On 09/01/07, Jan Whitaker <jwhit at melbpc.org.au> wrote:
> I was going to mention the concept of 'wait a awhile and it will get
> better' which fits colds and many other ailments. I reckon we could
> reduce our health costs by about 30% merely by pointing this out to
> new mothers.

Similarly, it is demonstrable that singing the national anthem out load each
day before breakfast cures colds, and generally within only a week or two.
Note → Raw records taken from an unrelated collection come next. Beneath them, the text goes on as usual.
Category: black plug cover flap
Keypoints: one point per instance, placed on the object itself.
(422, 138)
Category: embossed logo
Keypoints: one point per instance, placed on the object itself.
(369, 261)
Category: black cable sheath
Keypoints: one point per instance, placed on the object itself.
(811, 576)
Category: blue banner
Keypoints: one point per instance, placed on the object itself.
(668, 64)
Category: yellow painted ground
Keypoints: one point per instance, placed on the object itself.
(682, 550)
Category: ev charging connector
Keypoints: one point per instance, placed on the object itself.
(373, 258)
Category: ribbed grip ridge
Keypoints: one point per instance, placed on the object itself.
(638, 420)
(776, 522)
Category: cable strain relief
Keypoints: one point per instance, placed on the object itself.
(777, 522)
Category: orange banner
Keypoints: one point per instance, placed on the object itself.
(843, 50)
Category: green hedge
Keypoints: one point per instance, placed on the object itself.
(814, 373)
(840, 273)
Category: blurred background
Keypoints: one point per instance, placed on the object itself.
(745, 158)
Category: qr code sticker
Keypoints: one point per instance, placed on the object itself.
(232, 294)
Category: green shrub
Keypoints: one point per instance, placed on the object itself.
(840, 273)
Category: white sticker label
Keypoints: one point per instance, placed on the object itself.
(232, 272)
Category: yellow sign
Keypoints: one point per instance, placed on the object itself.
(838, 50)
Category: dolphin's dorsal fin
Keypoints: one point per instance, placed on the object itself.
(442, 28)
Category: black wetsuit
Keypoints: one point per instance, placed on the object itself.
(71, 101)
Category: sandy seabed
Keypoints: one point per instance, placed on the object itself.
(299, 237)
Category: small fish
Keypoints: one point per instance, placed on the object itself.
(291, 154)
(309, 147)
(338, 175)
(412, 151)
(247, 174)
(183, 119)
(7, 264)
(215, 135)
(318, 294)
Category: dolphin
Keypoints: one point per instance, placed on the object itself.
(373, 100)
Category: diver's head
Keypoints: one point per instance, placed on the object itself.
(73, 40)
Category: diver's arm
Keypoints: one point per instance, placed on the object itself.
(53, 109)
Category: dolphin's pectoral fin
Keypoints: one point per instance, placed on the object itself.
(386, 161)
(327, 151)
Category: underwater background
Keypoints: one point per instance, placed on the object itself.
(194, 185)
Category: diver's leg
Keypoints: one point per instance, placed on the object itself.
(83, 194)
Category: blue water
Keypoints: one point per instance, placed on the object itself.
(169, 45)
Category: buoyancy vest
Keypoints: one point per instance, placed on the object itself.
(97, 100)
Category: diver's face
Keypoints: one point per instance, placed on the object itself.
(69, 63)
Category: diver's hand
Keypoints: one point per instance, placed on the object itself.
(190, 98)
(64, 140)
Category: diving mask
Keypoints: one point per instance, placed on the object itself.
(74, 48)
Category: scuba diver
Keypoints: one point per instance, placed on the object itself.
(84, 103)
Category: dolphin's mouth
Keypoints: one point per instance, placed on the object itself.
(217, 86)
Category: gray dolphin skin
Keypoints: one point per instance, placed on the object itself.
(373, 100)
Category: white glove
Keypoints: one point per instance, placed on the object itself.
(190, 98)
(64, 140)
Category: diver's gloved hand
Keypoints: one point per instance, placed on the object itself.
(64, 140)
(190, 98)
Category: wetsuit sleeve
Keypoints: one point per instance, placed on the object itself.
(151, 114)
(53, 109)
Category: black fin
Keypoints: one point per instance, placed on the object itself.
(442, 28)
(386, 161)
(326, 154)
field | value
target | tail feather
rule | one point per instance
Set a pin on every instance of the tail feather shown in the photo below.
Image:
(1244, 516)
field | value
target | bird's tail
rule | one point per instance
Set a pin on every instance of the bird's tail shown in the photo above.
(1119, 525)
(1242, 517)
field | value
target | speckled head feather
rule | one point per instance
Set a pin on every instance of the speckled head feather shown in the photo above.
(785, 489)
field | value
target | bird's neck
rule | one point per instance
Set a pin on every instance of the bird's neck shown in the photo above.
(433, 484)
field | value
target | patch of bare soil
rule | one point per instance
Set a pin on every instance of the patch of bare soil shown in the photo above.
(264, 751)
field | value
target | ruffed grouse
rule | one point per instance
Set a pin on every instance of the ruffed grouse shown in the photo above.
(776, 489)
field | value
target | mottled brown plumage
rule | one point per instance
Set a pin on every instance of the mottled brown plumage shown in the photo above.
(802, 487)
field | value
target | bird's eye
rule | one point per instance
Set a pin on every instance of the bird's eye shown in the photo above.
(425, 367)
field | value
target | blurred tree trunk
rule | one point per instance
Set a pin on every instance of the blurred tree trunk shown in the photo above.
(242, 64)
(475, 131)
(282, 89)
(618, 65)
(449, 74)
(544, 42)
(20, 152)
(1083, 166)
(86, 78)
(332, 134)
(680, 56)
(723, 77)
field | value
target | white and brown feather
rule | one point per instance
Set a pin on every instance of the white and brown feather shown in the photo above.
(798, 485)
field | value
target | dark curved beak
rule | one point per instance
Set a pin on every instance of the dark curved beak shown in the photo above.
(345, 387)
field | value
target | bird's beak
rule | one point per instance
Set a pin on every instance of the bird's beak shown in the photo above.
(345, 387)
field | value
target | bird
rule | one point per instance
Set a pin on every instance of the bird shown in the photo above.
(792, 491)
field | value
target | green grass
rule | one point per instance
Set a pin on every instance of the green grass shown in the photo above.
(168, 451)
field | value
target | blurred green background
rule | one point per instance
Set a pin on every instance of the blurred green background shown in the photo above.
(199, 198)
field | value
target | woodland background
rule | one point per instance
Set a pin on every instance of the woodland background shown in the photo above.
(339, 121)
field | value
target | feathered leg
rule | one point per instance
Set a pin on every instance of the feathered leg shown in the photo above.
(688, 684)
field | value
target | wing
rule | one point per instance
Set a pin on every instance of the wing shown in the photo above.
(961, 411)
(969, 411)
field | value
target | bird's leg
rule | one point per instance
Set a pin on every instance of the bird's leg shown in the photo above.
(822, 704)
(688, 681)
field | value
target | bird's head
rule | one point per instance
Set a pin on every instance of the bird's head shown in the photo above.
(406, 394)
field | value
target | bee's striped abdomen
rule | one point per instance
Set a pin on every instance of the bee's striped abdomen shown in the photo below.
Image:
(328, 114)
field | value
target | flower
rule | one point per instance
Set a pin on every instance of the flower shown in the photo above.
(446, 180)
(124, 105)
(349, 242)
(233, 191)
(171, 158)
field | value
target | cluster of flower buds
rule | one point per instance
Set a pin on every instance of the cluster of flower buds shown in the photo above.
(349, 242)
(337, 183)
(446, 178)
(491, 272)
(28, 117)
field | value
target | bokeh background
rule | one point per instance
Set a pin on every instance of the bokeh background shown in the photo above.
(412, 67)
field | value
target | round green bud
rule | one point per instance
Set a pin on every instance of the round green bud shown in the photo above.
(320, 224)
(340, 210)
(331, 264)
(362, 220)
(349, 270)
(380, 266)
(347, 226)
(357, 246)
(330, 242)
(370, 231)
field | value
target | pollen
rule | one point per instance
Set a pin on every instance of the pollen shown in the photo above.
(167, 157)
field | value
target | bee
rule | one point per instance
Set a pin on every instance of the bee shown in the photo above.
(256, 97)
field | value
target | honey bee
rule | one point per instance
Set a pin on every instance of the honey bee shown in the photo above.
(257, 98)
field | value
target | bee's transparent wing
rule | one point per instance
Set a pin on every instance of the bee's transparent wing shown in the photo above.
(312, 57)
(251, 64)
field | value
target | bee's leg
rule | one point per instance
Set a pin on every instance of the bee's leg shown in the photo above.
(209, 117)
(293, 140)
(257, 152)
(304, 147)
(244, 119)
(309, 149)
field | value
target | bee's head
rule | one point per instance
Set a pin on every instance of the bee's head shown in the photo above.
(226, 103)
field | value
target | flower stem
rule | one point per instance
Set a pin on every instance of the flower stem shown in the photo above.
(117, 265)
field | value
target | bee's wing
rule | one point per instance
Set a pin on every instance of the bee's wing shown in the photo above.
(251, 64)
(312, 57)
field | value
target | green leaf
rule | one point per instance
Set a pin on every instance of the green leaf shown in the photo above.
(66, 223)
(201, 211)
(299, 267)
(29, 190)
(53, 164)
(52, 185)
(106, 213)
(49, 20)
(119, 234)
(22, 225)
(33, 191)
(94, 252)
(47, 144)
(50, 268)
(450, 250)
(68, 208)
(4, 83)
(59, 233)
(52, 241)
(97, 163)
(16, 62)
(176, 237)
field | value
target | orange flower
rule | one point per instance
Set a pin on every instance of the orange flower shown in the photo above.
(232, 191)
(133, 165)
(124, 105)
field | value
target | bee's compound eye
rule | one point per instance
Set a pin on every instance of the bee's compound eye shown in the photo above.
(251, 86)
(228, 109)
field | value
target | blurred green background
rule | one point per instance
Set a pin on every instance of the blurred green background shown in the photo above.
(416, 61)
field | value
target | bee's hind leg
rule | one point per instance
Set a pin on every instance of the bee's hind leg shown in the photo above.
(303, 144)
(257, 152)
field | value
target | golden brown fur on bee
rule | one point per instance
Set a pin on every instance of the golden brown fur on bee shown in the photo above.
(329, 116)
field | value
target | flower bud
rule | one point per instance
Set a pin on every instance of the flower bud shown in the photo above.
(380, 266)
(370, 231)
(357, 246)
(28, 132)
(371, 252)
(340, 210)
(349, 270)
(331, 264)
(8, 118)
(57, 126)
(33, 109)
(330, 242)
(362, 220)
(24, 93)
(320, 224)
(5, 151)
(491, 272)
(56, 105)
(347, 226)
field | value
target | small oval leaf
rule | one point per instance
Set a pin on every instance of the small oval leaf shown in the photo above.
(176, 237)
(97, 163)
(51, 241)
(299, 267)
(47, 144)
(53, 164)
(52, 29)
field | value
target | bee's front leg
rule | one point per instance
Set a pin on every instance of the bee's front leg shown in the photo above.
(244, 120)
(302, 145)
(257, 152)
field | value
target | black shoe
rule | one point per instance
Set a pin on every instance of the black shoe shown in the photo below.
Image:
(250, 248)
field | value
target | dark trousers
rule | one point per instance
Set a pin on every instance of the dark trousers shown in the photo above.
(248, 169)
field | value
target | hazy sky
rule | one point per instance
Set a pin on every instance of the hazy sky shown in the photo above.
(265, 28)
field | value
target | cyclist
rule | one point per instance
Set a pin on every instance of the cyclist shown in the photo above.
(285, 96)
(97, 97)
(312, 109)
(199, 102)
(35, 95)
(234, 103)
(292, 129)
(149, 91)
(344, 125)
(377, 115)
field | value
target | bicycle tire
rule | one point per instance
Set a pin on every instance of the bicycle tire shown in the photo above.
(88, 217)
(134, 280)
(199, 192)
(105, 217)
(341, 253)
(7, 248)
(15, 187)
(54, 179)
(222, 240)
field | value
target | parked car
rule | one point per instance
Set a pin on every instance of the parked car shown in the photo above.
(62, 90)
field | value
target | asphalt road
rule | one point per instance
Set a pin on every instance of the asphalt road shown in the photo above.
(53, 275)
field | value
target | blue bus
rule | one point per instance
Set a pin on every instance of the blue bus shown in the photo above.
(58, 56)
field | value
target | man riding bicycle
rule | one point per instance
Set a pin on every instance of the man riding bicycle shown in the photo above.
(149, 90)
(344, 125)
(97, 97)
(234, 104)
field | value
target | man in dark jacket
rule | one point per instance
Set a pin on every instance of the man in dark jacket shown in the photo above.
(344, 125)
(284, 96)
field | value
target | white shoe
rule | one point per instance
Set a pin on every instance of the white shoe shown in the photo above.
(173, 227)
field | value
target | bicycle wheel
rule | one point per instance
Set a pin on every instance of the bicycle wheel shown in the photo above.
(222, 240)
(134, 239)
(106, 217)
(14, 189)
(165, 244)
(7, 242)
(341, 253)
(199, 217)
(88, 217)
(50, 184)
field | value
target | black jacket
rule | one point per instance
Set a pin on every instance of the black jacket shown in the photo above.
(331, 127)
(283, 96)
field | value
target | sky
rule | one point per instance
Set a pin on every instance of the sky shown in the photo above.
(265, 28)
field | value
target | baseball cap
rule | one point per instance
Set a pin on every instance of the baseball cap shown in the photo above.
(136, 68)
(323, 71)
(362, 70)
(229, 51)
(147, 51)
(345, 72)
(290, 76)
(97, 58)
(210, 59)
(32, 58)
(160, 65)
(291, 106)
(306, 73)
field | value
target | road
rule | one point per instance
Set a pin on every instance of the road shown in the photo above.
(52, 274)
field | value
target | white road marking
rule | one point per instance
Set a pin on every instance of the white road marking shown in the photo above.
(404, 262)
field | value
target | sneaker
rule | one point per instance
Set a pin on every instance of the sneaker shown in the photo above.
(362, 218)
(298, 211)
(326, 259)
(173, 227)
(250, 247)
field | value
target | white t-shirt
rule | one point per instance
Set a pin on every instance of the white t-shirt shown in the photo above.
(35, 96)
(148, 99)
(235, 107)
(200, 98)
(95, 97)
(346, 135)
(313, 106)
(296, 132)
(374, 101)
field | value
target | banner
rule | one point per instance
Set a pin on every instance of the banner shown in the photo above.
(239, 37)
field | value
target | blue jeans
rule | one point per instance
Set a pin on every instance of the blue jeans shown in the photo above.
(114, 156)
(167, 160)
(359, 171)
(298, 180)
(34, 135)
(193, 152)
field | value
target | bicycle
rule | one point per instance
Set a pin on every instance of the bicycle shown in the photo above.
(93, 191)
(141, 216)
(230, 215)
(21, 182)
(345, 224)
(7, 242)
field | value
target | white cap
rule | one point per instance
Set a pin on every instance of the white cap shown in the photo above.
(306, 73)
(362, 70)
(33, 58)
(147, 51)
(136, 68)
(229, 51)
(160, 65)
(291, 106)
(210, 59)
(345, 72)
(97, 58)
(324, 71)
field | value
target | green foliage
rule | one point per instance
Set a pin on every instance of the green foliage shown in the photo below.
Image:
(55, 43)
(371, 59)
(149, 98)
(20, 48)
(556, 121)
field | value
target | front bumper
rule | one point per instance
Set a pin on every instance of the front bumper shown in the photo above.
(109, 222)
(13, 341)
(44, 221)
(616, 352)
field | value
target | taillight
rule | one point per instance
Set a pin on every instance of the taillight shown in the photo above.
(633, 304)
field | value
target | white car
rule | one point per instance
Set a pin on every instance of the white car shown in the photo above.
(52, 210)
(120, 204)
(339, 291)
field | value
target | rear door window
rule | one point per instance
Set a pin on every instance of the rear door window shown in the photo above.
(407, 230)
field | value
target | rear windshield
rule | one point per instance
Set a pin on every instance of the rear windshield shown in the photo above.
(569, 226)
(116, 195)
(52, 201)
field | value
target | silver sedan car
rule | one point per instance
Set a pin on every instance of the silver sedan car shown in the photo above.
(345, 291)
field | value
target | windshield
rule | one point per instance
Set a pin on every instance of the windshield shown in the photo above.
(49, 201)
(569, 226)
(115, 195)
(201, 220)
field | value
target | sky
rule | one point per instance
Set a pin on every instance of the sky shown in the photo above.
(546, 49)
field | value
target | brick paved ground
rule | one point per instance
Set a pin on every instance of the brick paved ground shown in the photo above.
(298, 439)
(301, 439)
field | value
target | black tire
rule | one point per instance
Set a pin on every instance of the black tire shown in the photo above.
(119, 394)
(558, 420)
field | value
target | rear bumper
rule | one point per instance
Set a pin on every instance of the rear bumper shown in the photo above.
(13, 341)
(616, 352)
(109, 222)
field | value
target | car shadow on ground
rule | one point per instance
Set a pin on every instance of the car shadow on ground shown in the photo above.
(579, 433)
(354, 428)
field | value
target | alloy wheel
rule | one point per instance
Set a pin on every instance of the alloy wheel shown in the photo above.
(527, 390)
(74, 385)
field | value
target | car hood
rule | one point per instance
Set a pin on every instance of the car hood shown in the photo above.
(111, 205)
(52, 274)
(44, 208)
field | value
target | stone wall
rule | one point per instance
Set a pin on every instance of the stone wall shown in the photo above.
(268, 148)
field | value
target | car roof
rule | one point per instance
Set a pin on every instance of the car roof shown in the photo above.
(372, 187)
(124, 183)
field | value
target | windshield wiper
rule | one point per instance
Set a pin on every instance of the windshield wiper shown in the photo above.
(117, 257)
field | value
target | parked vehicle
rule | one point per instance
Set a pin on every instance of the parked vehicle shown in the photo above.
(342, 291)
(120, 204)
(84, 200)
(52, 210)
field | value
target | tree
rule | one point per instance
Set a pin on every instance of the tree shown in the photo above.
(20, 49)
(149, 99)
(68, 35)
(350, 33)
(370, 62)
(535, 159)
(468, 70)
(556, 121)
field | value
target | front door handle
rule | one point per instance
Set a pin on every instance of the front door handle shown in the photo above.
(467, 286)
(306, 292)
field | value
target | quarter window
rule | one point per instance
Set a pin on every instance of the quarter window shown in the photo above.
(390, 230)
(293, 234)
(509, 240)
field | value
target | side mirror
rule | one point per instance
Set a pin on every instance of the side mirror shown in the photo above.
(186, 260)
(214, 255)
For anyone interested in this stuff (like me), I strongly recommend a book I
recently read on and around this subject: Six impossible things before
breakfast, by Lewis Wolpert.  It's an inquiry into the nature of belief, but
unlike the array of philosophical enquiries (eg Popper) it takes a
biological perspective, looking at what the evolutionary basis might be for
developing a brain capable of belief, and what the limitations of the system
might be.  Along the way, he looks at what animals can and cannot do, what
people can and can't do, and brings in lots of other interesting stuff, like
the tool making capacities of ravens.

His take: once we developed a belief system that's always switched on, it
became intolerable to not have reasons for important life events, like
droughts, disease, death, etc,  so we began producing explanations by any
available means.  We're reasonably good on the simple, like figuring that
clubbing an antelope produces food, but producing reliable beliefs on
difficult problems like weather patterns and disease requires us to
relinquish simple belief producing methods and resort to slow
counterintuitive processes like the scientific method, statistics, and
complex reasoned analysis.

He argues that no one can do this all the time, we are - for "good"
biological reasons - just too prone to grabbing beliefs by any available
method, so the best we can hope for is to require that where important
aspects of other people's lives are dependent on our beliefs we should be
required to use methods that produce reliable beliefs.

That's my nutshell, but if you're interested, borrow or buy the  book; I
enjoyed it and it made me think and reevaluate.  For me, it's a great
insight into why certain types of disagreement like political arguments can
persist seemingly without limit, basically, they are in the unreliable zone!